In 1911 Jane Seville sold the northeast corner of Lot 13, measuring approximately 200 feet by 150 feet, to the Hartsfield Grocery Company. The Hartsfield Grocery Company was Gainesville’s oldest and largest wholesale grocer. Established in 1908, it was owned by B.D. Hartsfield of Moultrie, Georgia, who built a 34 x 170 brick structure on the corner of North Garden and West Orange streets. The company prospered and soon outgrew the original building. Gainesville was in the heart of a rich and productive agricultural region and was served by a number of railroad lines that linked the area to markets in Florida and other states. It was an excellent distribution center for a progressive mercantile company.

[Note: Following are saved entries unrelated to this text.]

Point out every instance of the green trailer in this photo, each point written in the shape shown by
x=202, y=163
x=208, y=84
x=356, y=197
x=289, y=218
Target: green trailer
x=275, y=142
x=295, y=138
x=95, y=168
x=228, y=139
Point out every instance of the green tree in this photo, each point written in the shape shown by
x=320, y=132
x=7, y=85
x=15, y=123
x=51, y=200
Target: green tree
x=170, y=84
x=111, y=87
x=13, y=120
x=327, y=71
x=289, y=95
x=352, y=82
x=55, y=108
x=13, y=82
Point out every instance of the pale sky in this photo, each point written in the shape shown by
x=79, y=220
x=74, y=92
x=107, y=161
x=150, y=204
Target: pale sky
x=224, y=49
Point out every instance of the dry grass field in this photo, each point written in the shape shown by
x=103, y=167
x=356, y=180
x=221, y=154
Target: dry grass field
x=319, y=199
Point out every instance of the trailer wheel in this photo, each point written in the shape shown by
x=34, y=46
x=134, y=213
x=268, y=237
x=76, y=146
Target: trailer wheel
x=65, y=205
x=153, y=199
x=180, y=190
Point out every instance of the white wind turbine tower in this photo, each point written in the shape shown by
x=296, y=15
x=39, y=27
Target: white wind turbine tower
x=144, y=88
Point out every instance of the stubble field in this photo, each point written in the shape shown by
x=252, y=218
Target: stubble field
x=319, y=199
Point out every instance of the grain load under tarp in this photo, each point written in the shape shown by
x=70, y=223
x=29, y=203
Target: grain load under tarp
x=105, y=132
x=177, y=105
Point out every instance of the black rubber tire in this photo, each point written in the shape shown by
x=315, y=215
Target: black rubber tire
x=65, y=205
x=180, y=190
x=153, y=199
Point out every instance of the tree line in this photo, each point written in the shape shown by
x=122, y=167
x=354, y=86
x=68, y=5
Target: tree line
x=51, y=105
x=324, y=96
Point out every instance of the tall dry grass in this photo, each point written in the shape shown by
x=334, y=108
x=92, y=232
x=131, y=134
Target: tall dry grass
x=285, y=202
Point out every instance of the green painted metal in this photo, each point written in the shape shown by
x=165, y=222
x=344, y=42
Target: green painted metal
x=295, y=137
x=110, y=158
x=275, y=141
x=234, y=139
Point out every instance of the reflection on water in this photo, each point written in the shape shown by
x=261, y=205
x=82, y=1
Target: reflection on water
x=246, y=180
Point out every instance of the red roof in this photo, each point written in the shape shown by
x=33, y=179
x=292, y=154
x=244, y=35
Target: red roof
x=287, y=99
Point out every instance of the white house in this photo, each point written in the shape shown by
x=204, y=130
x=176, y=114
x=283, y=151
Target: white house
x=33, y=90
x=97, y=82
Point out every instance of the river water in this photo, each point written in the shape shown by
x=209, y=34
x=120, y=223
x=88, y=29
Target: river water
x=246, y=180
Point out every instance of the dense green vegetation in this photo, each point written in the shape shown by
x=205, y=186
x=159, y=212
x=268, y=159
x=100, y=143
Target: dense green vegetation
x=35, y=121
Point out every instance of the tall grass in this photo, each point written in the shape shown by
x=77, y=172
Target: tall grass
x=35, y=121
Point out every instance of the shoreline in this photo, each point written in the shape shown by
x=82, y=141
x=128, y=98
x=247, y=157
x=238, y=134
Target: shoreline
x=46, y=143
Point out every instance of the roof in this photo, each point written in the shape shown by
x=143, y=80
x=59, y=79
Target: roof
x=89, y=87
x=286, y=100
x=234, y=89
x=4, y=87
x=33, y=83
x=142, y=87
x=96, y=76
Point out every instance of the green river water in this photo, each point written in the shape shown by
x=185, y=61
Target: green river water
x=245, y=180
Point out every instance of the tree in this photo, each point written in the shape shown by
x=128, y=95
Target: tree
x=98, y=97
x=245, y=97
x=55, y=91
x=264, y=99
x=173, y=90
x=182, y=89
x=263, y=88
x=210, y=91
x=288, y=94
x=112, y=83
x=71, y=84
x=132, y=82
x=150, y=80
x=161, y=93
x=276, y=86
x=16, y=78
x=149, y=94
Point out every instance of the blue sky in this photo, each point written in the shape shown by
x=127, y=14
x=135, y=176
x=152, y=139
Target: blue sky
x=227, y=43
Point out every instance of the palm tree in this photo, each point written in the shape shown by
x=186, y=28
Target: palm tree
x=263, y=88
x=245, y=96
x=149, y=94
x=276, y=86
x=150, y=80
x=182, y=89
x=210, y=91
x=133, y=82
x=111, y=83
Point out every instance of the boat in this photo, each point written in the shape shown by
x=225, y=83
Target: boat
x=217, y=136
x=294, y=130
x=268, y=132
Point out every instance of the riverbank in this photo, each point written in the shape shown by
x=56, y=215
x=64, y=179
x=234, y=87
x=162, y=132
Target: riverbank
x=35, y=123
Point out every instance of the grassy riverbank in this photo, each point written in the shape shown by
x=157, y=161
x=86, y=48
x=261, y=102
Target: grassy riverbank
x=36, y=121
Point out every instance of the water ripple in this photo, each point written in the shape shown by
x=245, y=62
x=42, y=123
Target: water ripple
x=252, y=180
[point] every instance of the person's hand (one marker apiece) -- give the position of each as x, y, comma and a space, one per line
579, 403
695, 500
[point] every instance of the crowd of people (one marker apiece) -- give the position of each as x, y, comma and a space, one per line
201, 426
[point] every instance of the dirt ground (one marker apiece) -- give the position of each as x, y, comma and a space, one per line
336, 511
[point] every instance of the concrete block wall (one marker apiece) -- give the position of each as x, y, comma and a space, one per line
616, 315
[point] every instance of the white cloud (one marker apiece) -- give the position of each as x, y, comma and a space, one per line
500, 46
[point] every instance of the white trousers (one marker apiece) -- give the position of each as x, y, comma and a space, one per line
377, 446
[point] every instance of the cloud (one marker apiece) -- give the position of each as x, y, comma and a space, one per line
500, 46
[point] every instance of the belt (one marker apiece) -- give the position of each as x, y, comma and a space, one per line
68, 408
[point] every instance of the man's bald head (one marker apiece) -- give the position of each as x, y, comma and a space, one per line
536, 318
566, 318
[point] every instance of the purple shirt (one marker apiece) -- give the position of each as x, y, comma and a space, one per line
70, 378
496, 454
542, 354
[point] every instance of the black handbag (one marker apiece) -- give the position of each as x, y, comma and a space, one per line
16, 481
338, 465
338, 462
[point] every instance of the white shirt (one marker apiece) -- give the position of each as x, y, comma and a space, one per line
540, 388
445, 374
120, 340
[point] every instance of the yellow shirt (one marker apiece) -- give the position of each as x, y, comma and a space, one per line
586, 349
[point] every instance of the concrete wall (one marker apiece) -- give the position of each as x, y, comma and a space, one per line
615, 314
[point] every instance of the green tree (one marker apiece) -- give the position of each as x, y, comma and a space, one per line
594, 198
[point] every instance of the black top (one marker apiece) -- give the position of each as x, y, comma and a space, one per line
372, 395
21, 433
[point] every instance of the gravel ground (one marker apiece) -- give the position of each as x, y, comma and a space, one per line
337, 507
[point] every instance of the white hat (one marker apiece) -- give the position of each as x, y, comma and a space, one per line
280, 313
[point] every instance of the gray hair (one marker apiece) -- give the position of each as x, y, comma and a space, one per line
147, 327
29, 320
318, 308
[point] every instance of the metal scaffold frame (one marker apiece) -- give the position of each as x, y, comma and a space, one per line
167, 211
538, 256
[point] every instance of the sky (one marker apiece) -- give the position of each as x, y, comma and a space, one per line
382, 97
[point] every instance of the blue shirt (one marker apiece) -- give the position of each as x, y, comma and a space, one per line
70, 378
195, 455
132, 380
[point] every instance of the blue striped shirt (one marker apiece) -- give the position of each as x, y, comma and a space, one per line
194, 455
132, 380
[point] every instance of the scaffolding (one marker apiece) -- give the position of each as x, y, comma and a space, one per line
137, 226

The lot chosen by the Hartsfield Grocery Company for their second warehouse was a prominent and convenient one, six blocks south of the center of downtown Gainesville, on the corner of East Pine and West Main Street and on the main line of the Atlantic Coast Line railroad. Tax records indicate that the value of the lot increased from $400 to $4000 in 1915, indicating that the warehouse was built around 1914. Like Mr. Eddins, Hartsfield had a private spur line built so that rail cars could be driven right into the warehouse for loading and unloading. An elevator lifted heavy loads to the second floor. A storage room in the rear for highly flammable hay had a solid brick wall separating it from the main warehouse.

In 1917 the Hartsfield Grocery Company and the warehouse property were purchased by the Lewis-Chitty Wholesale Grocery Company, a Jacksonville firm. Arthur B. Chitty, the brother of prominent Gainesville businessmen, headed the company, which was expanding throughout the state. By 1925, the Lewis-Chitty Company had wholesale warehouses in seven Florida cities, including Jacksonville, Miami, and Tampa. The company provided retail stores with a wide variety of groceries, notions, tobacco, and other necessities.

The Lewis-Chitty Co. Wholesale Grocery appears on the 1922 edition of the Sanborn map of Gainesville and indicates that the building had electric lights and steam heat. Hay was stored in the rear section of the building. The rail spur that ran into the building branched off the main ACL rail line, which at that time ran down the middle of Main Street. An open loading platform was located along the south side of the building. By 1925 the Lewis-Chitty Company had sold their Gainesville warehouse to Daniel B. Cox, the owner of Cox’s Furniture Store located in downtown Gainesville.

Cox was a native of Alachua County. He had attended business school in Kentucky, and after he returned to Florida taught for a time in Melrose, Micanopy, and Bell. He received the appointment of State Superintendent of Public Instruction in Tallahassee and while residing in the state capital purchased a furniture store there in 1906. He returned to Gainesville in 1917 and bought the Gainesville Furniture Company (established in 1904) whose store was located on West Main Street across from the Alachua County Courthouse. He renamed the business the Cox Furniture Store and by 1925 had purchased the large brick warehouse on South Main Street for additional storage. His was the largest store of its kind in Gainesville and accounted for 35 percent of the furniture business in the city. He established branches in Ocala and Lake City in 1932 and later opened stores in Cross City, Tallahassee, and Orlando. Mr. Cox also served in the Florida legislature.

When the main Cox Furniture Store burned in 1938, the retail business moved into the front section of the warehouse. A year later the firm relocated its retail sales back in the center of town, into the remodeled Baird Theater at the corner of East Main and Union (now 19 SE First Avenue). The warehouse was used for furniture repair and refinishing as well as storage. It later served as an outlet for discounted furniture. In 1942 the railroad tracks which had run into the building to facilitate loading and unloading were covered with wood flooring and the doorway that had admitted the rail cars was filled in with concrete blocks. The train no longer ran down Main Street after 1948, and the rail siding that ran along the side of the warehouse became obsolete. In 1990 the Cox Furniture Company ceased operations. The warehouse stood vacant until it was purchased in 1992 by the present owners who have been renovating the structure for use as offices. The renovation has been undertaken using the federal tax incentives for the rehabilitation of historic buildings.

Cox Furniture Warehouse is a National Register of Historic Places.